O documento revela a baixa eficiência do Estado brasileiro para as questões de governança sobre as questões amazônicas, em especial nos territórios distantes dos grandes centros urbanos.
— O poder público está presente, mas de forma desorganizada e desarticulada — diz Renato Sérgio de Lima, presidente do Fórum Brasileiro de Segurança Pública.
De acordo com o relatório, há apenas 148 embarcações disponíveis à Polícia Militar e 34 à Polícia Civil no conjunto de seis Estados da Amazônia pesquisados, além de apenas quatro aviões e dois helicópteros em uma área de grandes dimensões. Para se ter dimensão do que isso representa, as Polícias Civil e Militar do Estado de São Paulo têm 686 embarcações, quatro aviões e 28 helicópteros.
Lima ressalta o tamanho do déficit com o avanço das facções criminosas na região e com a associação delas com atividades legais e ilegais, que ficaram claras com o assassinato do indigenista Bruno Pereira e do jornalista Dom Phillips, em junho, no Vale do Javari, região de tríplice fronteira em que o tráfico de drogas prospera.
— São 22 facções que ocupam a Amazônia Legal e dão as regras de convivência sobre coisas como, por exemplo, que pode ou não entrar no garimpo. Não é por acaso que o número de homicídios subiu tanto na região, ao contrário do que ocorreu no país ao longo dos últimos anos— afirma Lima.

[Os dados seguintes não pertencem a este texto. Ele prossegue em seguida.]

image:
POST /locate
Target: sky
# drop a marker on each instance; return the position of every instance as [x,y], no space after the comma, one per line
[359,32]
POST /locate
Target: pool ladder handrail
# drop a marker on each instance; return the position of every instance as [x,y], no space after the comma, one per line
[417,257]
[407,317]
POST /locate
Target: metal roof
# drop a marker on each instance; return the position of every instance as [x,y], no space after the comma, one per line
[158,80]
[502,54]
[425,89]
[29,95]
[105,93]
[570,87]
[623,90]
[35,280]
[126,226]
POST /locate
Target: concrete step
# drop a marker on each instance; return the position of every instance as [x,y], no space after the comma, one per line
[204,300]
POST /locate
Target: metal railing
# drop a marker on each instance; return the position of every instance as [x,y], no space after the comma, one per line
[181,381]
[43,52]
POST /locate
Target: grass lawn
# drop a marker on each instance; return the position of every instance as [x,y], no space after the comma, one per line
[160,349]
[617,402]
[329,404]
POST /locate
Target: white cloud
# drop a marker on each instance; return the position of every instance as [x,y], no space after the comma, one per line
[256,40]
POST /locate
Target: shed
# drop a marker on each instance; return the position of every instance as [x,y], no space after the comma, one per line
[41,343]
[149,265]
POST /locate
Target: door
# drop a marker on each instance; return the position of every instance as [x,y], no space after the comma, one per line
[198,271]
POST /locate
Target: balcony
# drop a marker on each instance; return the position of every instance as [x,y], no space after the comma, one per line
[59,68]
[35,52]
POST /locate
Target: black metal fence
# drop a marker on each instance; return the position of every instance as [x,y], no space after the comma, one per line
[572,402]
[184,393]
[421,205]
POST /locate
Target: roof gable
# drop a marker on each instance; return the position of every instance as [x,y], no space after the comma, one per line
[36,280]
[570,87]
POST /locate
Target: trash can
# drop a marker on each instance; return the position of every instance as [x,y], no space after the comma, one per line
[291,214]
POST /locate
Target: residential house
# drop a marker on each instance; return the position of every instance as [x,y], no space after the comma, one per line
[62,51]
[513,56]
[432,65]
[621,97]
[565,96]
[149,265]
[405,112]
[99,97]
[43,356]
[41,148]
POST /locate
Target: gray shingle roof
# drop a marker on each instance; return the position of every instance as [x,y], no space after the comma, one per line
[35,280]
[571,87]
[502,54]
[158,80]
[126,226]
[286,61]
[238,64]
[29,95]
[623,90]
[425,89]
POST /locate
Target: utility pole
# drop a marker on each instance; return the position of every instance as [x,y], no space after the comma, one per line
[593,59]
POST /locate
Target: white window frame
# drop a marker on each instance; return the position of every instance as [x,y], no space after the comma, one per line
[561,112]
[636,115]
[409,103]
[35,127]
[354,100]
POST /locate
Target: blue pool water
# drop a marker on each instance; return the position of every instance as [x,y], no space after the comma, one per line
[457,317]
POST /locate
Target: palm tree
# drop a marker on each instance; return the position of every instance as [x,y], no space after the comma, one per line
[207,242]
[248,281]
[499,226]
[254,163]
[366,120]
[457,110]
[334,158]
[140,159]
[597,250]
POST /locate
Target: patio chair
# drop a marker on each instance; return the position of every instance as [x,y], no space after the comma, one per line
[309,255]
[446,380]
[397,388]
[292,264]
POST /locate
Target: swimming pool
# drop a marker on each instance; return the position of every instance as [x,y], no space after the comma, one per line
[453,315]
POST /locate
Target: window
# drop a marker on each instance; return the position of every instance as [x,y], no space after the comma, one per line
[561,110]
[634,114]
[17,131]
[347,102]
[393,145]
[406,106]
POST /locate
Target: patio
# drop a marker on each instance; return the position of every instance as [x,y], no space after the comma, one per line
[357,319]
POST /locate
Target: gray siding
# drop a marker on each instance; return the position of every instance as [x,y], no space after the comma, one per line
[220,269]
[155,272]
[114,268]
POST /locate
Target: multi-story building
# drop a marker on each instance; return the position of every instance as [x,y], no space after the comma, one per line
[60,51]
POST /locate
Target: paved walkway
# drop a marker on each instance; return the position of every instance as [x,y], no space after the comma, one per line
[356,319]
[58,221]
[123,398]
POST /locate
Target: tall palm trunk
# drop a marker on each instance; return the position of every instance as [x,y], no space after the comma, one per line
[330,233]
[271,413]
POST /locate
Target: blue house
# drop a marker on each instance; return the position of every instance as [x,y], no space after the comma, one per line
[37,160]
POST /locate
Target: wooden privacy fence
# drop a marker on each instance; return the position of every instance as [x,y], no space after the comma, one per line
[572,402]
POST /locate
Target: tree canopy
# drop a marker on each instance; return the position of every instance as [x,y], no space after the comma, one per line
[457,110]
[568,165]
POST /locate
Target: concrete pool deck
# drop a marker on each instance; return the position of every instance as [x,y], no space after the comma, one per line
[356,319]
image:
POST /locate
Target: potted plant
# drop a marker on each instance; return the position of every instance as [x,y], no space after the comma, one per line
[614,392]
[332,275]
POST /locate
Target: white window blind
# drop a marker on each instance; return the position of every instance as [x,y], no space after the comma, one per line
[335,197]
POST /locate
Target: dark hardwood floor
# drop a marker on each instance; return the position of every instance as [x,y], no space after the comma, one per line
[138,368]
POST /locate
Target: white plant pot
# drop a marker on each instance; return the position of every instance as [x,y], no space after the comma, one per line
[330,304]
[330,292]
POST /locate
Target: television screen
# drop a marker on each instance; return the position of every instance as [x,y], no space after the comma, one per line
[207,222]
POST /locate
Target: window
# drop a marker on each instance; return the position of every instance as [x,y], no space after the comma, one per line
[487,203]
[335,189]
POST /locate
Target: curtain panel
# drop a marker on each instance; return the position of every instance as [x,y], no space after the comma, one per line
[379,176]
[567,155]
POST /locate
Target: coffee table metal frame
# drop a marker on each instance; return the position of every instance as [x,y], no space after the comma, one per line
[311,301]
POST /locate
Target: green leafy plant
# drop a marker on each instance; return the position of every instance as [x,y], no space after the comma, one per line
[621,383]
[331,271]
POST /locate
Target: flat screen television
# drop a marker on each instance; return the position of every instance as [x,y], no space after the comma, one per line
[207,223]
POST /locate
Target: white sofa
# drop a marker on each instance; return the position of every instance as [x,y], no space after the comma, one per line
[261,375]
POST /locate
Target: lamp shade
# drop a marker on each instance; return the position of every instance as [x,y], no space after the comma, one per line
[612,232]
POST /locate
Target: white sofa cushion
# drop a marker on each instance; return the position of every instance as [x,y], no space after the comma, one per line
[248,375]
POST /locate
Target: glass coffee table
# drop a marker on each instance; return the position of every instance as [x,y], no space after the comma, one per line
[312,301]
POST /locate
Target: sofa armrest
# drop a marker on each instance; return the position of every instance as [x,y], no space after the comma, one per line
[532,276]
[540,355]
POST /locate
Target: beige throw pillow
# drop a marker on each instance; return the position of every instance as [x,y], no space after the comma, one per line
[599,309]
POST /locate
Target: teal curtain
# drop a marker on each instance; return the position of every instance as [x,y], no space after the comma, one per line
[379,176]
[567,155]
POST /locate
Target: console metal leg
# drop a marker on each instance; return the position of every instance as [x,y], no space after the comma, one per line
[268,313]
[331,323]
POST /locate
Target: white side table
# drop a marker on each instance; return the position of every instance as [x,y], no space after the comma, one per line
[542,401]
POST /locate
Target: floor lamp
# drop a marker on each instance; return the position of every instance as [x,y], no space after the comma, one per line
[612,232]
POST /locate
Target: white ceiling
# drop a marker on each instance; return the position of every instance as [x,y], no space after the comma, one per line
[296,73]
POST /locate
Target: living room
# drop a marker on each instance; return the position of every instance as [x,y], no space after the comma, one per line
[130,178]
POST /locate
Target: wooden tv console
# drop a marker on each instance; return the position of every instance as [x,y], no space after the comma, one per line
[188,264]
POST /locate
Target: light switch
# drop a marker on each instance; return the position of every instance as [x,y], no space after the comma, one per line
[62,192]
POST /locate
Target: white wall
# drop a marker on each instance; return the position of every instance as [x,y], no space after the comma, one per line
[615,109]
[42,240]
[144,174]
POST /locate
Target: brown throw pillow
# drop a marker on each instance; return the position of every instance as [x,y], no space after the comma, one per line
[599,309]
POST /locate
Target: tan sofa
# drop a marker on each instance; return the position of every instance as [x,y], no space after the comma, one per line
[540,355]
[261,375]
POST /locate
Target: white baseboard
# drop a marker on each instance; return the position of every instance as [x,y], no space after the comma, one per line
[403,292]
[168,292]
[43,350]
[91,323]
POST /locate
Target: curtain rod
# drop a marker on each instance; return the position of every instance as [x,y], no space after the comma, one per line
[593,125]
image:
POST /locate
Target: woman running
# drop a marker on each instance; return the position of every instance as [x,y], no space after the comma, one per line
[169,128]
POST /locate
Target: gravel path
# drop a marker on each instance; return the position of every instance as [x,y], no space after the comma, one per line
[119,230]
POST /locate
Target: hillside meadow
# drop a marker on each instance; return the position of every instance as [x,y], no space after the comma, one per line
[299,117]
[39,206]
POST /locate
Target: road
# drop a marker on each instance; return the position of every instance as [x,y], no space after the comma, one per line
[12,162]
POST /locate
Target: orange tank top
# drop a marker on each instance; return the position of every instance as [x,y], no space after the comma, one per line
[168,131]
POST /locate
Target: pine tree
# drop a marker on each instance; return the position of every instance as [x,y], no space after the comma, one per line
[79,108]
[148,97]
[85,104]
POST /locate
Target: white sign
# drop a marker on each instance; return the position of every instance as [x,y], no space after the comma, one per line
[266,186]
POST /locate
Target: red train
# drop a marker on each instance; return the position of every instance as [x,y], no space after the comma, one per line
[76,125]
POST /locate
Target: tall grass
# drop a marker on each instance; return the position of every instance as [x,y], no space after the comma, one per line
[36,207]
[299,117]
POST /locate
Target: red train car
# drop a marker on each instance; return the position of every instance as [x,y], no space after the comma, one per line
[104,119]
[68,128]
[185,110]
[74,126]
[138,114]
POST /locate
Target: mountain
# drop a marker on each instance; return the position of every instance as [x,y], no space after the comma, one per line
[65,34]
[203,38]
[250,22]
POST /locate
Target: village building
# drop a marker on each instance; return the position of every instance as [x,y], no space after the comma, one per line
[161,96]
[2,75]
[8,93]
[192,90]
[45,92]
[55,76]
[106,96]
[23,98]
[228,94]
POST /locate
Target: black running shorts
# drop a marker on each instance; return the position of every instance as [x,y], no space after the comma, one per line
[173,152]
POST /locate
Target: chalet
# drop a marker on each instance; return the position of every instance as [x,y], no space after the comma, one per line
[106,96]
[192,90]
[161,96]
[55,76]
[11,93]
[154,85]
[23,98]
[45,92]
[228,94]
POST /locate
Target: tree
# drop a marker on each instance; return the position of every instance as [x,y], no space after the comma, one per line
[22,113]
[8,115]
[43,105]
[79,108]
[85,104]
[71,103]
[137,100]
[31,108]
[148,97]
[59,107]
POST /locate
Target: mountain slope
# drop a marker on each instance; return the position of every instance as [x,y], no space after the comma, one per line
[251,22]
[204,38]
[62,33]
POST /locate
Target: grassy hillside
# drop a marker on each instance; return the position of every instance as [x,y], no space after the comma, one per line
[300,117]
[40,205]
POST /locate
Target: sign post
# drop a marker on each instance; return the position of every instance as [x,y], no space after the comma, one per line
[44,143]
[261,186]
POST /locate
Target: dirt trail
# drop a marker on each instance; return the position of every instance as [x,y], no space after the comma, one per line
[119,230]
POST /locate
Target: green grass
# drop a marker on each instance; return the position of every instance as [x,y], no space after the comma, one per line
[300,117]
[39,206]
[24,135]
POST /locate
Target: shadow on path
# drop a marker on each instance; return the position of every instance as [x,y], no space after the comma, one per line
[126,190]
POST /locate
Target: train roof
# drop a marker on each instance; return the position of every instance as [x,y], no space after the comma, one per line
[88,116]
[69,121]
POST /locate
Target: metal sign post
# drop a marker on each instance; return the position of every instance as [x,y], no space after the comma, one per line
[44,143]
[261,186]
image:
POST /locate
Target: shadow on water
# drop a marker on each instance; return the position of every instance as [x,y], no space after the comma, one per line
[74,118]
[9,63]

O diagnóstico das três instituições ainda lista medidas como:
- Implementar um Plano de Proteção e Fiscalização das terras indígenas e das unidades de conservação ambiental de forma integrada e participativa, articulando ações dos órgãos federais (Polícia Federal, Ibama, Censipam, Funai e ICMBio), as instituições não governamentais, associações e comunidades
- Regulamentar o poder de polícia administrativa da Funai para que o órgão tenha competência de fiscalizar suas áreas de atuação, instaurar procedimentos administrativos sancionadores e punir aqueles que praticarem atos ilícitos - administrativos - em terras indígenas
- Revogar todas as normas vigentes que limitam a execução da fiscalização ambiental pelos órgãos competentes e que impedem a responsabilização dos infratores
- Recompor a capacidade de atuação das agências ambientais como Ibama e ICMBio com recursos humanos, tecnológicos e financeiros
- Executar e cobrar efetivamente as multas impostas pelo Ibama a infratores ambientais por meio da atuação conjunta entre o órgão e a Procuradoria Especializada
- Tipificar o crime de grilagem de terras públicas em áreas de florestas públicas
- Capacitar servidores de diferentes áreas, incluindo juízes, policiais, promotores, procuradores, funcionários alfandegários em diferentes tipos de respostas de combate aos crimes ambientais e delitos correlatos
A longa lista de medidas evidencia a complexidade do desafio e das diferenças dentro do território amazônico. Sem organização e governança, diz a diretora de Projetos do Instituto Igarapé, o país ficará cada vez mais longe de suas metas ambientais e os efeitos serão cada vez mais sentidos nas outras regiões.